118) No, non possiamo rinunciare al piacere in nome della potenza, anche se tecnologicamente aumentata; d′altra parte però risulta illusorio confidare in una semplice coesistenza tra loro, preservando intatta la qualità sensibile di tutto ciò che può essere collegato al piacere dei sensi, come dimostra il suo progressivo e storicamente avvenuto deterioramento. E non è nemmeno proponibile coltivare la vana speranza di un ritorno al passato pretecnologico, a un mondo nel quale i sapori e gli odori conservavano intatta la loro fragranza, il gusto non era ancora alterato e i sensi interagivano con una natura incontaminata. Esclusa a priori la rassegnazione propria dei laudatores temporis actis, non rimane che prendere atto dell′obsolescenza del piacere legato ai sensi e conferire al mentale quella voluttà, ricercata in precedenza attraverso il corpo sensibile, Questa soluzione rappresenta un cedimento al tecnologico, alla sua algida potenza? Con ogni evidenza, sì...allo stesso modo in cui il passaggio dal Neanderthal all′uomo civilizzato ha costituito un enorme vantaggio da un certo punto di vista, ma anche una irreparabile perdita da un altro! I sensi dell′uomo primitivo dovevano sicuramente essere molto più ricettivi e potenziati, se non altro per una questione di sopravvivenza, rispetto a quelli dell′uomo civilizzato; il cui dominio, dall′arco e frecce alla bomba al neutrone, ha sempre poggiato sul predominio tecnologico, risultato di un′applicazione strumentale delle conoscenze e dell′intelligenza, cioè del mentale.

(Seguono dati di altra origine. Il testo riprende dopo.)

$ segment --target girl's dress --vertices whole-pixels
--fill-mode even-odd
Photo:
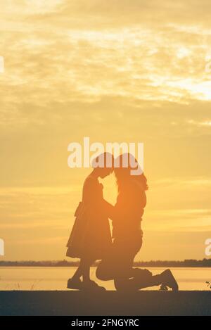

119) É però avvilente e sconfortante rinunciare al piacere dei sensi, sapendo che oramai ChatGpt sa dare risposte esaurienti a ogni tipo di domanda e che l′I.A. può sostituire l′uomo in tutto e per tutto, al di fuori della dimensione, che ha a che vedere con il corpo e che riguarda appunto il piacere dei sensi! Perché il punto in questione, relativamente all′estensione dell′I.A. su scala globale e all′ibridazione uomo/macchina, non riguarda soltanto il dubbio se la suddetta estensione possa mettere a repentaglio la libertà di prendere decisioni, eventualmente anche sbagliate, - quanto la possibilità o meno che il corpo umano continui a sentire, a emozionarsi attraverso l′interazione con il mondo interno ed esterno; sentire non soltanto nel significato di ricevere e scambiare informazioni, quanto piuttosto nel senso di provare piacere attraverso questa attività. Non è lontano dal vero ipotizzare che Il feticismo del pensare, del mentale a scapito del sentire, del corporeo, che il dominio della tecnica ha inverosimilmente esaltato, costituisca uno dei più probabili fattori di diffusione generalizzata dell′ansia. Perché il corpo, in virtù del sentire, parla attraverso le emozioni, quelle positive, come quelle negative: la loro imbracatura, grazie alla logica spietata della tecnica, produce gli effetti che sono sotto gli occhi di tutti: ansia, stress, malessere, patologie.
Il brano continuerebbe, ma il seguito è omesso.